卒業制作でEVをカスタマイズ
東京オートサロンの会場を回っていたら、カスタムカーが並ぶ一角に小さな車をリフトアップしたピックアップトラックのような展示車を見つけました。車の横のステッカーをよく見ると、『eKクロス EV』とあります。
それにしては形が違うなあと思いつつ、展示パネルを読むと、やっぱりベース車両は三菱の電気軽自動車、eKクロス EVでした。
展示していたのは、静岡県静岡市にある静岡工科自動車大学校です。近くにいた学生さんに話を聞くと、「卒業制作で作りました」とのことでした。
説明してくれたのは、ボディエンジニア専攻科の三浦翔太さん。今回の卒業制作グループ、12人のメンバーをまとめたリーダーです。
バッテリー用にエアコンを残す
卒業制作にEVを選んだのは「新しいことをやりたかった」と三浦さん。デザインについては「(EVで)こういう車はあまり見たことがなかったので、内燃機関に負けないモンスタートラックのような車にすることをコンセプトにしました」と話しました。
主な変更点は、リフトアップと、屋根とドアの上部を切ってフルオープンにしたこと。それに後席をなくして荷台までフラットにしていること。
あとは、リアのドアは隙間を埋めて2ドアにし、荷台のサイド部分にしています。ドアは隙間を埋めてボディーパネルと一体にしています。とてもきれいに埋まっていました。
そのほかのパートはほぼ、元のeKクロス EVから流用しているそうです。
リフトアップした後部から下をのぞくと、「eK X EV」というロゴタイプが見えます。ロゴタイプのある板はバッテリーケース後部の「ふた」になっていて、はずすとバッテリーがまる見えになるそうです。ちょっと見てみたいです。
また改造で苦労したポイントのひとつは、エアコンを残すことだったそうです。eKクロスEVと、兄弟車の日産自動車『サクラ』は「エアコンの冷媒でバッテリーの温度管理をしているので、走るためには残さないといけない」からです。

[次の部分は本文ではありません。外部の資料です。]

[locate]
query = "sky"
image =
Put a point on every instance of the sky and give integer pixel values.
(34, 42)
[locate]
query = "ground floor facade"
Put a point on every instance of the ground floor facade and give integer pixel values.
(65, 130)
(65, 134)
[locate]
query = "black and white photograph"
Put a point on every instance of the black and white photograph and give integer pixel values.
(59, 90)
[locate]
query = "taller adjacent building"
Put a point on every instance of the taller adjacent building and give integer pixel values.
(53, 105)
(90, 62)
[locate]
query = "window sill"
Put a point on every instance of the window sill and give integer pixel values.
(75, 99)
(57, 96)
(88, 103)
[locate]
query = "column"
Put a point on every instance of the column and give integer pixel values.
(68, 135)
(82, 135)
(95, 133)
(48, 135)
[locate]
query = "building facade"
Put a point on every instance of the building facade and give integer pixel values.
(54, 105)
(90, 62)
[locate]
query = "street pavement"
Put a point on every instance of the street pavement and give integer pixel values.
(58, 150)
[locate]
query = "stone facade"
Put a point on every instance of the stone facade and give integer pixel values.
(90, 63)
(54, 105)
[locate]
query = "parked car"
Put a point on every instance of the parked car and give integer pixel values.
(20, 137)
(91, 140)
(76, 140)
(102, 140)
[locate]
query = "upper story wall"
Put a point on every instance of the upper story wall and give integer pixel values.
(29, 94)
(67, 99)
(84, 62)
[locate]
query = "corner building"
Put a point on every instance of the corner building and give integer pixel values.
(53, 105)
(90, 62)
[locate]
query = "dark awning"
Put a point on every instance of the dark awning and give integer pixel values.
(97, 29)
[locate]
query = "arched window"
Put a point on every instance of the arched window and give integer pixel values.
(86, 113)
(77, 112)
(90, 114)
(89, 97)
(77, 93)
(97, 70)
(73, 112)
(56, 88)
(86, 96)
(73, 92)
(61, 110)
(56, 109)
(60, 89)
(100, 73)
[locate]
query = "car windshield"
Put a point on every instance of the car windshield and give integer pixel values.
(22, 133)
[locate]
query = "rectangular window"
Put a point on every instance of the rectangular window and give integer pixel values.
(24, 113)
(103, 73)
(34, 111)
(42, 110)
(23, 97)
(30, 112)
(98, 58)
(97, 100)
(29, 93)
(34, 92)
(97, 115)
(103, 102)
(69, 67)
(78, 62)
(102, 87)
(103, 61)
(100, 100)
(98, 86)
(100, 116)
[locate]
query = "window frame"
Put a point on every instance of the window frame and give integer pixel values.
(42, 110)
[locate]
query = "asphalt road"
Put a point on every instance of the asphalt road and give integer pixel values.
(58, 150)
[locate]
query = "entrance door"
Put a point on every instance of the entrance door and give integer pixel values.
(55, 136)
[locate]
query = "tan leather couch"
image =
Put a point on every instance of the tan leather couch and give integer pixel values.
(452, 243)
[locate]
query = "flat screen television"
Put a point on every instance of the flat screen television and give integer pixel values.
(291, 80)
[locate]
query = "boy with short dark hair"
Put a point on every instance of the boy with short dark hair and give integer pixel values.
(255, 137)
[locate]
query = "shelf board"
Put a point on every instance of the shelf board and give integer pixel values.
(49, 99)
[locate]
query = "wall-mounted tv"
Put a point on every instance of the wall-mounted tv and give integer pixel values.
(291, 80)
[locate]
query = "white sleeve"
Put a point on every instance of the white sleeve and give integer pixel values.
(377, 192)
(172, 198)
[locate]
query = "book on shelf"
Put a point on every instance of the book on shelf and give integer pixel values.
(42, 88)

ただ、「リフトアップしたために冷媒の配管を延長する必要があり、この作業がたいへんだった」とのことです。
エアコンは人間用ではなくて、バッテリー用なんですね。
なおeKクロス EVのカスタムカーは、ナンバーがないので公道は走れませんが、学校の敷地でテスト走行はしたそうです。
今のところナンバーをとる予定はないそうです。ちょっと残念ですが、ナンバー取得のためには改造したフレームの強度計算なども必要で、かなり手間もお金もがかかります。それはまたいつかのお楽しみ、ということですね。
電気への苦手意識をなくすようにしたい
今の自動車学校の中で、EVはどんな位置付けなのでしょうか。会場にいた、卒業制作の担当のキャリアサポート室長、瀧慎吾さんはこう話します。
「今はEVも増えているので、教材車両もいくつかあります。それらは必ず学生に触らせるようにして、社会に出たときに“EVだから(できない)”と言わせないようにしたいですね」
ただ、今はまだ、EVを志望してくる学生はあまり多くはないそうです。
「正直言うと、電気は苦手っていう子は多いです。やっぱり目に見えないものは苦手という意識はありますね。でもそういう苦手意識を除いてあげるのも大事なことだと思っています」
30年ほど、EVの市民団体、日本EVクラブに関わる中で、以前は筑波サーキットで開催していた日本EVフェスティバルにいくつもの自動車学校が、自作したコンバートEVで参加していました。それを見ながら、EVへの流れは強いのかなあと思っていたのですが、現実はまだ、高いハードルが残っているようです。
EVが普通に学校で専攻できるようになる日が、早く来ることを願っています。
オートサロンでカスタムEVが増えたらいいね
ところでオートサロンでは、当然ですがエンジン車のカスタムカーがほとんどです。近年はエンジン車からEVにコンバートした車の展示も出てきました。十数年前には、東京のトヨタ東京自動車大学校が『トヨタ800』のコンバートEVを展示し、優秀賞を獲得したのを覚えています。
その後もコンバートEVの出展はあり、今回の東京オートサロンでも、日産自動車が『R32型スカイライン GT-R』のコンバートEVを展示していました。4WDのシステムをアテーサE-TSから、前後にリーフ用モーターを2つ搭載した4WDに変更するなどして、R32GT-Rの楽しさを再現したそうです。
でもEVそのものをカスタムしたものは、あまり見かけません。そもそも、ベースになるEVの車種が多くないので当然かもしれません。
それでも、今回のオートサロンにはJPSカラーのロータス『JPSカラーのEV「ELETRE TYPE79(エレトレ タイプ79)』などのアッパークラスのEVも出てきています。また『テスラ』のカスタマイズは珍しくありません。
そんな中で見つけたeKクロス EVのカスタムカーは、これからEVベースのドレスアップが増えたり、大改造したりがオートサロンでも普通になる未来を感じさせてくれたのでした。
「がんばれ、自動車学校の学生さんたち!」と、陰ながら応援したいと思います。21世紀のモビリティーの変革のために。